L'hiver météorologique (décembre, janvier, février) s'est achevé le 28 février. Découvrez le bilan climatique de l'hiver 2025-2026 de Météo-France. Parmi les faits marquants, cet hiver se classe au 8e rang des hivers les plus pluvieux et au 4e rang des hivers les plus doux.

Un hiver marqué par une succession d'intempéries

Entre le 7 janvier et le 19 février 2026, la situation météorologique a favorisé le défilé de perturbations et tempêtes actives (Goretti, Nils et Pedro) sur notre pays. La plupart des régions ont connu des pluies quasi-quotidiennes sur des sols déjà souvent saturés. La neige est tombée en quantité abondante sur la plupart des massifs.
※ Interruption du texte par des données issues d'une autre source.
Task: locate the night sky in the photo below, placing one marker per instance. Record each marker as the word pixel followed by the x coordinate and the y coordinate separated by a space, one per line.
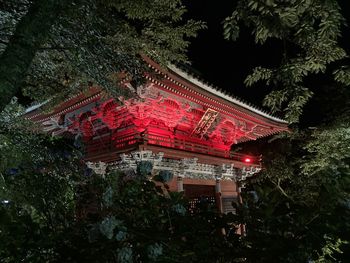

Ces précipitations ont engendré des crues majeures et des inondations durables, notamment sur la façade atlantique et dans le Sud-Ouest du pays.

Un hiver particulièrement pluvieux et doux

  • L'hiver 2025-2026 figure parmi les 10 hivers les plus arrosés depuis 1959, marqué par des crues majeures sur la Garonne, la Maine, la Loire et la Charente, entre autres.
  • L'hiver 2025-2026 se classe au 4e rang des hivers les plus doux depuis 1900 (derrière les hivers 2019-2020, 2015-2016, 2023-2024). La France connaît ainsi une série d’hivers consécutifs anormalement chauds depuis 2019.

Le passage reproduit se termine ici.